@AM-Gamer:
My comment wasn't directed at PS4 vs PS4 comparisons. It was at PC vs PS4 for "graphics king." Naturally, PS4 exclusives should have better graphics than their multiplats, whether it's because they mostly consist of linear "cinematic" 30 fps corridor adventure shooters, or because they are Sony's first party IP's. I don't care how talented the devs are, you have to sacrifice a lot to produce decent visuals on low end hardware. "Graphics Kings" don't sacrifice anything. Crysis didn't in 2007.
"The PS4 was built for GPU compute."
You really like those brochures don't you. GCN is quite effective at compute, it's not a PS4 exclusive feature, and at a measly 1.84 TFLOPs the PS4 was sure as hell not "built for compute." PC's can use the feature too, but for obvious reasons, haven't had the need to implement it. We don't pair dedicated graphics cards with abysmal CPUs, and until DX12 features have come to light, GPU compute in gaming has been all but ignored (GCN has had the capability for a while now). There are currently plenty of downsides to using GPGPU in real time gaming versus utilizing a capable CPU. The Infamous Devs haven't unlocked the holy grail to gaming, they have simply shuffled resources to get the results they wanted. It's not mind blowing, but you're right it is a nice feature.

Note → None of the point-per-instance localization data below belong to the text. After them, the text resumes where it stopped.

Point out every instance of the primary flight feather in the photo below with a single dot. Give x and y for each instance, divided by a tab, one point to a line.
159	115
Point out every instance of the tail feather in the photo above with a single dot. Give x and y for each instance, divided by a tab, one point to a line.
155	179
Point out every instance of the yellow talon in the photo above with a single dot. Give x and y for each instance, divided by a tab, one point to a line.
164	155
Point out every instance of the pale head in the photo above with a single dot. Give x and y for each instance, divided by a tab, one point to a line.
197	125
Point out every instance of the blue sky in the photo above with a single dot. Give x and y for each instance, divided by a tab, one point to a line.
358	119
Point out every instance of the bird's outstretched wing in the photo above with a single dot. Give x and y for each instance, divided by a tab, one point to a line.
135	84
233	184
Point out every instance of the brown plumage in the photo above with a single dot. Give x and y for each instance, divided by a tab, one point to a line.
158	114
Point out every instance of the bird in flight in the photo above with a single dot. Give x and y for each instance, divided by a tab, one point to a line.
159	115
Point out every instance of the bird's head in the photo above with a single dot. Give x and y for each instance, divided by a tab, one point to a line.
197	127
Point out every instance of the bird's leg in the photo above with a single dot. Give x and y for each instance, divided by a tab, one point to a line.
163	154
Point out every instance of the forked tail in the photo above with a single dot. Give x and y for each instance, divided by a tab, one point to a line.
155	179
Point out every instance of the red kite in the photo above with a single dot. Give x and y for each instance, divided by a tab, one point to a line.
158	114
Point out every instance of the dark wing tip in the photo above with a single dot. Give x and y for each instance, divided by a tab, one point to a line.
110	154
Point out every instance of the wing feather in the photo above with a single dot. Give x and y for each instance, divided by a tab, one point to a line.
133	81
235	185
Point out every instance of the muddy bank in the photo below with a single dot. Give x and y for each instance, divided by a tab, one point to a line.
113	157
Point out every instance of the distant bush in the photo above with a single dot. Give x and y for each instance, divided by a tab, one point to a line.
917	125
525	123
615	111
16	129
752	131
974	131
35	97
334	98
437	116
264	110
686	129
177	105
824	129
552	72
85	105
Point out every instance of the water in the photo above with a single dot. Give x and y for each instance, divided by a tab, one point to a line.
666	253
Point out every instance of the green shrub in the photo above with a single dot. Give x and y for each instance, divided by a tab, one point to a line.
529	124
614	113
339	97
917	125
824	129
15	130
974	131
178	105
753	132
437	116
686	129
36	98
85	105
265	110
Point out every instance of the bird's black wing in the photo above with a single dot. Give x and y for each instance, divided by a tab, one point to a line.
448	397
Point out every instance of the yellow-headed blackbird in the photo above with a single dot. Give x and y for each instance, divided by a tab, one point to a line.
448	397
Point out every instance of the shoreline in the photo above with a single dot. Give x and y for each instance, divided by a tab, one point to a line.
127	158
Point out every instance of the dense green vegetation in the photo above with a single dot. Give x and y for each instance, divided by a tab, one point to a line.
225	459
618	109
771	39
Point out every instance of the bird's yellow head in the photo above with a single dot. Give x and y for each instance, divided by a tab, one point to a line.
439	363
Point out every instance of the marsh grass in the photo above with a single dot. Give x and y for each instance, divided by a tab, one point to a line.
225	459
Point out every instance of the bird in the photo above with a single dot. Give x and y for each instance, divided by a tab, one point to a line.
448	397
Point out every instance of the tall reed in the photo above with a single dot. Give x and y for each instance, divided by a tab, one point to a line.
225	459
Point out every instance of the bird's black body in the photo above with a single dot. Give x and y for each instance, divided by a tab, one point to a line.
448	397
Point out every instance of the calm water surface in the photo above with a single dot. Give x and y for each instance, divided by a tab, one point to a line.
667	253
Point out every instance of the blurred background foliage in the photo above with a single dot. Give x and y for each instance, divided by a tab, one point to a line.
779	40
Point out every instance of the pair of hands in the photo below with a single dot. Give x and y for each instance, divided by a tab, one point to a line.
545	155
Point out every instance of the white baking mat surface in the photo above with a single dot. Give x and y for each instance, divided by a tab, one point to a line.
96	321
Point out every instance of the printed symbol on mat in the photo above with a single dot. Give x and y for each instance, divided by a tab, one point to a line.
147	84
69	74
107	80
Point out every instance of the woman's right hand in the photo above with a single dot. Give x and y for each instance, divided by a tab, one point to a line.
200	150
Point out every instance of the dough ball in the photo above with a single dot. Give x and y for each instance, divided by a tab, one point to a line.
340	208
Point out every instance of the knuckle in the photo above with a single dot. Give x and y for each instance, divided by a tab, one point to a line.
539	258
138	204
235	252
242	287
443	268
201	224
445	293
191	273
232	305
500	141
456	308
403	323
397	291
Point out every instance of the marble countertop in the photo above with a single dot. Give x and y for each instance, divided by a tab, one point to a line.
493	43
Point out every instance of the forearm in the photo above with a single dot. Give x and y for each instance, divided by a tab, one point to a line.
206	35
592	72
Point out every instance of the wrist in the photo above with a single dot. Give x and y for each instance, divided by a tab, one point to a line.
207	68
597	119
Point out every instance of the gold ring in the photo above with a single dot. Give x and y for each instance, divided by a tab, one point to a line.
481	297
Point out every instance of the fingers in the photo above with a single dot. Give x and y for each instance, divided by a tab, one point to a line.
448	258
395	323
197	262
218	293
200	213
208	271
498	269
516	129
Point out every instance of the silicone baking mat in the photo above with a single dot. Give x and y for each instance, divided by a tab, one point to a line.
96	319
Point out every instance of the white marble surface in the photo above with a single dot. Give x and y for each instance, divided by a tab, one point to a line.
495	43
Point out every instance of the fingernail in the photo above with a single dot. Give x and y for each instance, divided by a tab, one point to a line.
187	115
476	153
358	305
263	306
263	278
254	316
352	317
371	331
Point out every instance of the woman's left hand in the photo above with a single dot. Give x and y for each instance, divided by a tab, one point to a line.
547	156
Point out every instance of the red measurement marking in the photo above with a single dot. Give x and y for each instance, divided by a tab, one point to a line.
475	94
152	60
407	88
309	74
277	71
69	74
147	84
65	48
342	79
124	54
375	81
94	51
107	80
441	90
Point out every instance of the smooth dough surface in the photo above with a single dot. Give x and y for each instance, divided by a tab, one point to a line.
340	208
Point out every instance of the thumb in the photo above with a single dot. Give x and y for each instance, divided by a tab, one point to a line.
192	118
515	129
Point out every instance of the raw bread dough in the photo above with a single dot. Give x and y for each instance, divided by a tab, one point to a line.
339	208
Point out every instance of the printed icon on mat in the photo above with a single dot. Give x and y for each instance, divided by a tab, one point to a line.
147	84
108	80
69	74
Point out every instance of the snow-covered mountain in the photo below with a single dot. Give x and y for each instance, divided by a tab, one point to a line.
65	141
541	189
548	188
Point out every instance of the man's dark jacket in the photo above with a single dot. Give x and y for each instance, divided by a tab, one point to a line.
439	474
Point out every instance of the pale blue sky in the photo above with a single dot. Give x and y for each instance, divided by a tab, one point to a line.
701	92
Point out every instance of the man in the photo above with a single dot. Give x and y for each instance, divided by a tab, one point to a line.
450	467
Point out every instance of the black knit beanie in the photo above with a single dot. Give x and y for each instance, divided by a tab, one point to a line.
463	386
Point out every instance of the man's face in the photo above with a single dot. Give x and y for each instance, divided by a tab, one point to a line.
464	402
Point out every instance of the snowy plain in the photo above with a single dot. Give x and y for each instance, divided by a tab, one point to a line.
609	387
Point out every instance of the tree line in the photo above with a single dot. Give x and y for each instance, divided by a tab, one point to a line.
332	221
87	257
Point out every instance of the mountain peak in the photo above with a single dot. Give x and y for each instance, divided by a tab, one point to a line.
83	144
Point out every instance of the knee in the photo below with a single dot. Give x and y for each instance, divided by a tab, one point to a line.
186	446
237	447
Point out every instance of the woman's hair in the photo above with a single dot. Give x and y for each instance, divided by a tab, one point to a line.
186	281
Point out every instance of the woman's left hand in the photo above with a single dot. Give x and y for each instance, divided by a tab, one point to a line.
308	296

7850 with some boost - Middle-low to low end in 2015.
AMD Jaguar 8 core CPU - Lower than low end. It'll get smoked by a modern i3.
8GB GDDR5 - Anything requiring this kind of frame buffer would likely require a better GPU. I know this is unified, but still.
What about the PS4 isn't low end? GP-GPU hasn't changed the hardware at all, and it isn't unique to the innate capabilities of the PS4.